Analyzing spectral data: Multivariate methods and advanced pre-processing

by Bill Worley and Jeremy Ash, JMP

In our first article of this series, we analyzed a popular spectroscopy data set by Martens et al. "Light Scattering and light absorbance separated by extended multiplicative signal correction. Application to near-infrared transmission analysis of powder mixturesAnalytical Chemistry 2003 Feb1;75(3):394-404. A few simple pre-processing steps allowed us to dramatically improve the signal-to-noise ratio in the data.

In this article, we use the same data to demonstrate the utility of the multivariate platforms in JMP. In spectral analysis, multivariate statistics are used extensively as one iteratively tries different pre-processing steps and assesses the impact on the data. We focus on unsupervised learning, or exploratory data analysis, at first. Then we demonstrate how the functional data explorer (FDE) can be used to build multivariate calibration models. Finally, we introduce a more advanced pre-processing method -- the extended multiplicative signal correction -- and show how this can further improve our multivariate calibration model.

In spectral analysis, multivariate statistics are used extensively as one iteratively tries different pre-processing steps and assesses the impact on the data. 

Multivariate Methods

Principal Components Analysis

The first exploratory method we demonstrate is principal components analysis (PCA). Interestingly, when a PCA is performed on the raw spectra, the known subgroups can be identified in the score plot without the need for any pre-processing (Figure 1).  Remember from Part 1 that the samples are mixtures of gluten and starch, and that the colors indicate the gluten fraction. While there is good separation between groups, there is still a considerable amount of variation for spectra with the same gluten fraction, which will cause problems for multivariate calibration later. This error improves considerably by the end of this post, after we find the optimal pre-processing workflow.

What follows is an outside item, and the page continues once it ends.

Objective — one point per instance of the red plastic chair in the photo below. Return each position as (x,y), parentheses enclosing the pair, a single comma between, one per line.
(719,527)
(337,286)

Figure 1. The score and loading plots for the PCA model. The loading plot indicates a high degree of correlation across wavelengths, as expected.  The colors indicate the gluten fraction present in each sample from 0 (blue) to 1 (red). The eigenvalues indicate that variation in this data set can be explained with 2 principal components.

Model Driven Multivariate Control Chart

Typically, some type of outlier analysis is performed to identify and remove influential outliers from the model. JMP provides outlier analysis tools within the PCA platform. However, with JMP 15 came the Model Driven Multivariate Control Chart (MDMCC), which is a more full-featured tool for outlier analysis that allows for deeper investigation into root cause analysis and comparing spectra for differences.

Figure 2.  The Model Driven Multivariate Control chart identifies two spectra (13 and 14) as outliers according to the T2 and SPE charts. Mean contribution proportion plots demonstrate the wavelengths with largest contribution to the out of control signal.

For the spectra in this analysis, MDMCC identifies two spectra (13 and 14), as outliers based on their PCA derived T2 and SPE charts (Figure 2).  The T2 chart indicates that these points are far from the data within the model plane, while the SPE chart indicates that the points are distant from the model plane. Another way to conceptualize this is that these spectra are 1) distant from the average spectra and 2) poor fits in the PCA model. Since both of these conditions are satisfied, the points are potentially influential outliers, meaning that they may pull the PCA model plane toward them when the model is fit. If these are truly erroneous data, there is potential for a poor PCA model. Note that there are other points besides 13 and 14 that are outliers in the T2 chart, but not in the SPE chart. Since these points are distant from the average spectra, but still fit the PCA model, they are less likely to be influential outliers. To see a good illustration that distinguishes T2 and SPE outliers, see Figure 4 of this paper.

To get a better sense of why the points 13 and 14 are outliers, we construct mean contribution proportion bar charts for the T2 and SPE charts (Figure 3).  These show the wavelengths with the largest contribution to the outlier status in both charts. You can also hover over individual bars to see univariate control charts for a specific wavelength. 

For this example, it is helpful to plot the spectra in Graph Builder to get a better sense of why the observations are outliers (Figure 3). One noticeable anomaly is that these two spectra have abnormally large absorbances at longer wavelengths. 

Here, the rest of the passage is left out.